Zone euro, la baisse de croissance de l’industrie continue
Après un mauvais mois d’aout, c’est sans surprise un mauvais mois de septembre dans le domaine industriel de la zone euro. L’activité globale a ainsi connu la plus faible croissance de l’année 2014. Si l’on en croit les premières enquêtes des directeurs d’achat (PMI), l’indice a de nouveau reculé pour atteindre 52,3.
 
La croissance a ralenti en septembre dans la zone euro, tant dans le secteur manufacturier que dans les services, traduisant les inquiétudes liées à la crise en Ukraine et plus généralement, les difficultés économiques de la région. « Cela laisse augurer un nouveau ralentissement de la croissance en fin d'année et confirme les prévisions revues en baisse la semaine dernière de l'OCDE. L'Organisation internationale table désormais sur une hausse du PIB de 0,8 % en 2014, contre 1,2 % précédemment » commente Le Figaro.
 
En particulier, « à 50,5, l'indice PMI pour le secteur manufacturier s'inscrit à son plus bas niveau depuis juillet 2013. En dépit d'un léger redressement de la production, le volume des nouvelles commandes diminue pour la première fois depuis juin 2013 et les prix sortie d'usine affichent leur première baisse depuis avril » continue le quotidien national français.

Effets sur l’emploi

Inévitablement, c’est la création de postes qui est en premier impactée par cette situation.

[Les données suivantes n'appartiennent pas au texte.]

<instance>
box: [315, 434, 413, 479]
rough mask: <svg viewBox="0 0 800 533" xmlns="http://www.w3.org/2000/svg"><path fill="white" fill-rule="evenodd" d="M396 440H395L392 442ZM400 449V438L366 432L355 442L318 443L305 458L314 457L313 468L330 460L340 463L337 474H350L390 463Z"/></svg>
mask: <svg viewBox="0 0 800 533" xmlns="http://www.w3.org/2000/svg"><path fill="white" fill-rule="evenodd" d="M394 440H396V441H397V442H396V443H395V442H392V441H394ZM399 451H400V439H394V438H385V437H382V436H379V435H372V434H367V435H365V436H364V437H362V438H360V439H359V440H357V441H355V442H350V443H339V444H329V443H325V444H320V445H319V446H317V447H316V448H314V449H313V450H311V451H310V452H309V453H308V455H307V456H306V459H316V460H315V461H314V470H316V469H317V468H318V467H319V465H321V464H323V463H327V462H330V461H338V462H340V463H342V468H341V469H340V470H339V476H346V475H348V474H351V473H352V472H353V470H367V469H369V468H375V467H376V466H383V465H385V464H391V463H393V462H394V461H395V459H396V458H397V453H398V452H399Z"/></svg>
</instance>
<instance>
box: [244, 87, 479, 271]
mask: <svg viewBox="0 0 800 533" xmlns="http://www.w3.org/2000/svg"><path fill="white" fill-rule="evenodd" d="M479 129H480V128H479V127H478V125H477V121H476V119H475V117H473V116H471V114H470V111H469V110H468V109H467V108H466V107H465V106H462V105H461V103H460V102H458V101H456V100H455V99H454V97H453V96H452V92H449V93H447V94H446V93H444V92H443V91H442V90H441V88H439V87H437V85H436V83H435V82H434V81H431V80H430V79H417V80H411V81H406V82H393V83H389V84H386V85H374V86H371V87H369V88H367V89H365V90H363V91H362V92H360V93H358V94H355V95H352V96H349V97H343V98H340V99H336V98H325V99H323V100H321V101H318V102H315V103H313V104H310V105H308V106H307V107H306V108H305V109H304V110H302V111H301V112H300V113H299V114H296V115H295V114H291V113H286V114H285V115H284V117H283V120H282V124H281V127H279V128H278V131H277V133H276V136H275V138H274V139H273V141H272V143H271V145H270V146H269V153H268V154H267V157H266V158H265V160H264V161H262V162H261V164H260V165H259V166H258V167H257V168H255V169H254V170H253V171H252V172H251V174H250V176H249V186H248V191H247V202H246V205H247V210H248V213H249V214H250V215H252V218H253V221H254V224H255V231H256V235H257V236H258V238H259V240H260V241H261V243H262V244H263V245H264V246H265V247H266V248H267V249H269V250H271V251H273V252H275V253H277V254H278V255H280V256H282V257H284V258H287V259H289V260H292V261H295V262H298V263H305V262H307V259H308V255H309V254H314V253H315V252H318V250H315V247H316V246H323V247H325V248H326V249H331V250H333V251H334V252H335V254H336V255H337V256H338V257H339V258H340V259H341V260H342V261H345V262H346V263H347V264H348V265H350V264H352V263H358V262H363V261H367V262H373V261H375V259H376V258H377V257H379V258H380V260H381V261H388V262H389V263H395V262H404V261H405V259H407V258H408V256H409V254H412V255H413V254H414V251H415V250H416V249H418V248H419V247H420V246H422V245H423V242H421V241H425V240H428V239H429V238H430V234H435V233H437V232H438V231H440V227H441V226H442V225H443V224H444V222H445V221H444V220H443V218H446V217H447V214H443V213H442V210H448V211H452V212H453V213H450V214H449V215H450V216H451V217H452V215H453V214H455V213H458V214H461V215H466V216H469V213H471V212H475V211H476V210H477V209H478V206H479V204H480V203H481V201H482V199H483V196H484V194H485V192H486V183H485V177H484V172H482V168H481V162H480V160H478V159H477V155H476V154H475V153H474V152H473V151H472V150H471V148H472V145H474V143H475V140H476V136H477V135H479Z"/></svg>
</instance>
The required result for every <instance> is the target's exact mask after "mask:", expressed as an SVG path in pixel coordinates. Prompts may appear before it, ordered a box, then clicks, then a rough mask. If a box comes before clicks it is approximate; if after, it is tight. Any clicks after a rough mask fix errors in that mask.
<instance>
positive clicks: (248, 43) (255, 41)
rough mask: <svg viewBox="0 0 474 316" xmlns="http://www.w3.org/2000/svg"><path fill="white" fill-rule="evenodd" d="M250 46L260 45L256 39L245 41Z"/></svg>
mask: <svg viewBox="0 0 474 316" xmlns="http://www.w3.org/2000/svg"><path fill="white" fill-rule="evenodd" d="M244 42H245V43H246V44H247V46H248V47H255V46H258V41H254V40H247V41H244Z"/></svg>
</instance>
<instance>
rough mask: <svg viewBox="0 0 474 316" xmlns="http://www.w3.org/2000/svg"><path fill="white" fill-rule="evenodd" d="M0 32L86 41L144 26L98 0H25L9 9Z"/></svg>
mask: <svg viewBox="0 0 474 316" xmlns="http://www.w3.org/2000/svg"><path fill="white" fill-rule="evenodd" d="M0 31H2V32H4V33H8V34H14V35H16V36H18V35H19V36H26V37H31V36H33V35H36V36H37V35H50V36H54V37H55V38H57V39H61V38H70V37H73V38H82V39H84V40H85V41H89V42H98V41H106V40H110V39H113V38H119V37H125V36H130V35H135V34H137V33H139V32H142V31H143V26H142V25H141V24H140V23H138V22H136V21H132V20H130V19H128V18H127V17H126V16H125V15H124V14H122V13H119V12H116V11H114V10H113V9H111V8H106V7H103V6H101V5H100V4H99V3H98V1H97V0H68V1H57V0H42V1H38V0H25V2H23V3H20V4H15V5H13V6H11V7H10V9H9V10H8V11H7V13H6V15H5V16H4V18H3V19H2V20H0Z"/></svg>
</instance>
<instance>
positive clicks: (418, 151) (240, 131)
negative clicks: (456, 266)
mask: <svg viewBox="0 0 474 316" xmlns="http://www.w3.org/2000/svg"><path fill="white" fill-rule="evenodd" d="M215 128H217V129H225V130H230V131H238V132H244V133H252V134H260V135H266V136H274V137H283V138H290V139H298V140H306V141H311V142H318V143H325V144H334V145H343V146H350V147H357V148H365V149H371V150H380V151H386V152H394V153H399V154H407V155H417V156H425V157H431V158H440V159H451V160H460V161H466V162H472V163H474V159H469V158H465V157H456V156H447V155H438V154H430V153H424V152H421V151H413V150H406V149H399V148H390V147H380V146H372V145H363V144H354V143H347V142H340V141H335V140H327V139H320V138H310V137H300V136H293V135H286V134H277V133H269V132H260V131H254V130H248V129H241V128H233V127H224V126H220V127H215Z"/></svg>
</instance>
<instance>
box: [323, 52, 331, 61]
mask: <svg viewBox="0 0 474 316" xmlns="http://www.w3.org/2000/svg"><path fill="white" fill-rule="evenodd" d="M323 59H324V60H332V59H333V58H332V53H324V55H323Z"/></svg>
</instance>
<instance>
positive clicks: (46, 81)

En France, le nombre d’emplois continue à décliner. La France reste donc dans la même spirale négative alors que, signe très fort, même l’Allemagne est touchée par cette mauvaise conjoncture. En effet, explique le Figaro, « la locomotive allemande n'est pas épargnée par cette baisse de régime. La quasi stagnation de la production manufacturière éclipse l'expansion dans le service. »
 
Du côté des explications, les économistes montrent du doigt la situation en Ukraine et les sanctions économiques imposées à Moscou.